The Oasis and Warehouse Group employs some 2,300 people and is spread across over 90 standalone stores, as well as further 437 concessions in department stores such as Debenhams and Selfridges.

It is run by Hashim Ladha, a former executive at Sir Philip Green's Arcadia Group and Asos, the popular online retailer.

Debenhams last week confirmed it was itself entering administration for the second time in 12 months.

The department store chain, which runs 142 stores and employs around 22,000 workers, appointed the FRP Advisory to oversee the process.

Most of its employees in the UK are currently being paid under the Government’s furlough scheme.

Fellow retailer Laura Ashley also plunged into administration last month, blaming the "immediate and significant impact" of coronavirus for tipping it over the edge.

The spate of bankruptcies has come amid warnings the UK economy could fall off a cliff edge due to the Covid-19 lockdown.

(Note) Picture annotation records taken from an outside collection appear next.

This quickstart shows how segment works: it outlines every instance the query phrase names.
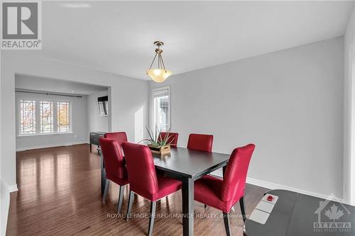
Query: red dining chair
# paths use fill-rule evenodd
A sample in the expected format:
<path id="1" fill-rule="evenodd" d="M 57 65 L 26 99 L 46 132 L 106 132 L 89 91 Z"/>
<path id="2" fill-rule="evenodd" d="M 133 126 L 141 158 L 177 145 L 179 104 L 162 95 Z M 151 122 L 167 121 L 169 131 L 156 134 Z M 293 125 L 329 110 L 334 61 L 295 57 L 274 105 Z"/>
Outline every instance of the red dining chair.
<path id="1" fill-rule="evenodd" d="M 129 220 L 134 193 L 151 201 L 148 235 L 153 234 L 156 201 L 181 189 L 181 182 L 156 174 L 154 161 L 147 146 L 125 142 L 122 144 L 126 154 L 129 181 L 129 200 L 126 220 Z"/>
<path id="2" fill-rule="evenodd" d="M 192 133 L 189 135 L 187 148 L 195 150 L 212 152 L 213 135 Z"/>
<path id="3" fill-rule="evenodd" d="M 158 140 L 159 141 L 164 140 L 166 135 L 169 135 L 168 142 L 170 142 L 170 147 L 176 147 L 178 146 L 178 138 L 179 138 L 179 134 L 178 133 L 160 132 L 159 137 L 158 137 Z"/>
<path id="4" fill-rule="evenodd" d="M 104 135 L 104 137 L 116 140 L 119 142 L 120 145 L 121 145 L 124 142 L 127 141 L 127 135 L 126 132 L 106 133 Z"/>
<path id="5" fill-rule="evenodd" d="M 129 184 L 121 147 L 118 141 L 102 137 L 100 137 L 99 142 L 106 170 L 105 190 L 102 201 L 106 202 L 107 198 L 110 181 L 117 184 L 119 186 L 117 213 L 119 213 L 122 208 L 124 186 Z"/>
<path id="6" fill-rule="evenodd" d="M 207 175 L 195 181 L 195 200 L 223 212 L 224 227 L 230 235 L 229 212 L 239 201 L 243 221 L 246 220 L 244 190 L 246 173 L 255 145 L 249 144 L 233 150 L 223 179 Z"/>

In its first estimate of the economic toll taken by the Covid-19 crisis, Britain's fiscal watchdog said the UK economy could shrink by up to 35 per cent between April and June.

In a forecast issued on Tuesday, the Office for Budget Responsibility (OBR) added that unemployment could hit 3.4 million, leaving around one in 10 of the working population without a job.

It based the grim outlook on a scenario where the lockdown lasts three months followed by a partial lifting for three months.

"The longer the period of economic disruption lasts, the more likely it is that the economy’s future potential output will be ‘scarred’ (thanks to business failures, cancelled investments and the unemployed becoming disconnected from the labour market)," the OBR warned.